When
it’s not mindless rote, the robotic sweet talk of grade-school teachers, encouragement
is always welcome: “The testimony of the accurate word is perhaps the last
great mystery to which we can make ourselves accessible, to which we can still
subscribe.” That’s Shirley Hazzard in her title essay in We Need Silence to Find Out What We Think: Selected Essays
(Columbia University Press, 2016). To young readers and writers, Hazzard must
sound like the reincarnation of George Eliot, assuming they recognize the name
of the great English novelist. Hazzard stands up for a simple virtue – “the
testimony of the accurate word” – that once could be assumed among most serious
writers. Accuracy implies the hard work of attentiveness to the world and its articulation
in words.
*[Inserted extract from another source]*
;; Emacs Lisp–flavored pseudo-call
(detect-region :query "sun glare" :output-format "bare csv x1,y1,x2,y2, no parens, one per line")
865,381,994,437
Hazzard honors us by assuming we are up to the task. She continues:
“Articulation
is central to human survival and self-determination, not only in its commemorative
and descriptive functions but in relieving the soul of incoherence. Insofar as
expression has been matched to sensation and perception, human nature has
seemed to retain consciousness. A sense of deliverance plays its part in the
pleasure we feel in all the arts and perhaps most of all in literature.”
A
writer’s job is to make sense of the world and accurately convey it to others. That
job is subverted by laziness, incompetence, dishonesty and subservience to the orthodoxies
of the day. We no longer have to worry about governmental censorship. Writers happily
censor themselves. Of course, readers are willing collaborators, contentedly dwelling in the provincial backwater of the present. Reading good books, keeping
the tradition alive, has dwindled to a minority taste, a hobby. Seldom is a
collision of literary values so publically dramatized as in 2003, when Hazzard
won the National Book Award for her novel The
Great Fire. At the same ceremony, Stephen King was given a “lifetime achievement”
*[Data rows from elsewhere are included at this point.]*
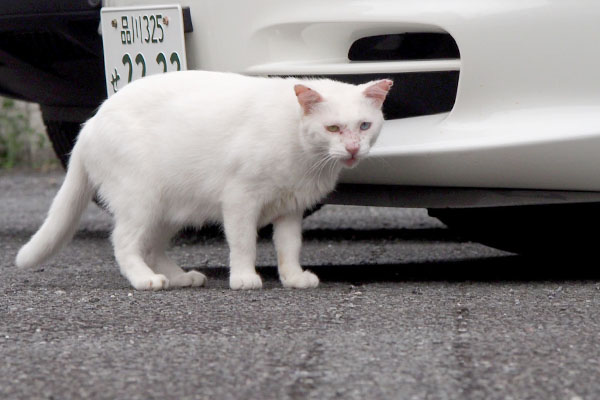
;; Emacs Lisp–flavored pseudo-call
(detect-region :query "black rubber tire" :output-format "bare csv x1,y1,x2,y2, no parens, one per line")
429,203,599,256
44,120,82,169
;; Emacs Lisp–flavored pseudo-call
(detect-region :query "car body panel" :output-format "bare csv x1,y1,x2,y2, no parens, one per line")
100,0,600,193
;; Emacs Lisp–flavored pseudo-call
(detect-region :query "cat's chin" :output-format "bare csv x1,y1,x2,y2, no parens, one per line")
342,157,359,168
prize. In his acceptance speech, King spoke combatively in defense of trash:
“You
can’t sit back, give a self-satisfied sigh and say, `Ah, that takes care of the
troublesome pop lit question. In another twenty years or perhaps thirty, we’ll
give this award to another writer who sells enough books to make the best
seller lists.’ It's not good enough. Nor do I have any patience with or use for
those who make a point of pride in saying they’ve never read anything by John
Grisham, Tom Clancy, Mary Higgins Clark or any other popular writer.”
In
her speech (collected in We Need Silence . . .), which measures
about one-sixth the length of King’s, Hazzard was gracious but unmoved: “I want
to say in response to Stephen King that I do not - as I think he a little bit
seems to do - I don’t regard literature (which he spoke of perhaps in a
slightly pejorative way) I don’t regard the novel, poetry, language as written,
I don’t regard it as a competition.”
No,
literature is not marketing. Hazzard expresses her gratitude to readers and
writers, and says: “We should do our best by the language. We mustn’t torture
it [clearly a swipe at King], we mustn’t diminish it. We have to love it,
nurture it and enjoy it.”
[I’ve
only just started reading her new essay collection, but Hazzard includes pieces
on such promising subjects as Muriel Spark, Barbara Pym, Leopardi, Proust and “Virgil
and Montale.” I recommend her novels The Bay of Noon (1970) and The Transit of Venus (1980).]